The best way to answer all these questions is to use reporting.


Reporting has proven to be one of the essential tools to help managers organize remote teams. Using the right tools can help managers with:


  1. Performance Reporting: Performance reporting helps managers promote a “continuous improvement” feedback loop, where reports on activities or performances provide important information to enable the best possible decision-making in the next planning cycle.

  2. Time-Tracking: Using the right time-tracking tools helps managers reward efficient processes and forecast project needs. Whether remote teams are using Kanban, Scrum, or any other agile practice, they will surely benefit from reporting features to meet targets effectively and deliver valuable results on time. 

  3. Transparency: When combined with communication and openness, reporting plays a significant role in helping create an accomplished and solid remote team. Communicating regularly and creating weekly check-in meetings between team members can effectively keep track of everyone’s tasks. 


 Finally, with the right reporting tool and apps while managing a remote team, can create a continuous thriving work performance and deliver exceptional customer value. 

1 comment

Hi, I am in the software development business and from that perspective, I was wondering in which way a team lead or manager would need a report on performance, if it is present in the daily standup of his team and it is on top of the sprint or pipeline of planned tasks.

On a daily basis, all I need to visualize and track are the planned tasks progress for a relatively small and fixed period of time. At the end of the sprint or planned period, check which tasks were completed and which weren't and why. Normally the manager should know beforehand anyway. Just need to fully understand reasons to see if we can do better next time.

Regarding transparency, daily standup and retrospectives provide that out of the box.

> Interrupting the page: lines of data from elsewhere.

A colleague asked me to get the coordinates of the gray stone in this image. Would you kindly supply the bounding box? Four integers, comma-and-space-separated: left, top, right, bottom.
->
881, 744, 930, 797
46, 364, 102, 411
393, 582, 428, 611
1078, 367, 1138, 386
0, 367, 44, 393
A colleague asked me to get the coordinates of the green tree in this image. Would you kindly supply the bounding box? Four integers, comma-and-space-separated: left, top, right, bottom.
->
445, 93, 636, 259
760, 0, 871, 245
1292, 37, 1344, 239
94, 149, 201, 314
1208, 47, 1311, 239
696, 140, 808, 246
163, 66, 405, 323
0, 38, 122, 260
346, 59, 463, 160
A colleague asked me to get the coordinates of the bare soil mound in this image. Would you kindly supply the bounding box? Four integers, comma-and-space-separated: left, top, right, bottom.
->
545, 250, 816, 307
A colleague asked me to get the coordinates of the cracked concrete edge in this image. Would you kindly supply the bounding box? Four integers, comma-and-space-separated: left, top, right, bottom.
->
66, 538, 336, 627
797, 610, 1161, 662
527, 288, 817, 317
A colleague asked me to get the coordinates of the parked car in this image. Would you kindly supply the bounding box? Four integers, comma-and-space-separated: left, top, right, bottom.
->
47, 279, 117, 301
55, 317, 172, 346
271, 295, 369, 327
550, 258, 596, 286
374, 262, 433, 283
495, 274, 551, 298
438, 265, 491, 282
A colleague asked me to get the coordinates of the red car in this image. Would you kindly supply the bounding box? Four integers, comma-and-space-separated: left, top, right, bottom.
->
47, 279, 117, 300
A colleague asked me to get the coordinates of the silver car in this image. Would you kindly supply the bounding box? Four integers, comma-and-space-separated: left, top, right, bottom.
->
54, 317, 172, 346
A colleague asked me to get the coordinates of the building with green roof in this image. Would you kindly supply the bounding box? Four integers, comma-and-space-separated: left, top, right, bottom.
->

Well, you could consider the notes from the retrospective as a report, but it definitely is not generated automatically and it does not just provide cold numbers to assess performance. In many occasions, the performance does not get reflected in the progress made due to a very wide variety of factors that a simple report would not be able to show.

So I'd say that I would rather have better planning and visualization tools that allow me to plan and asses the progress instead of reporting tools. In our case we use JIRA Software Sprint or Kanban tools for planning, boards to visualize the progress (Canvas for Jira disclaimer: we are the makers of that app) and Confluence to record the retrospectives.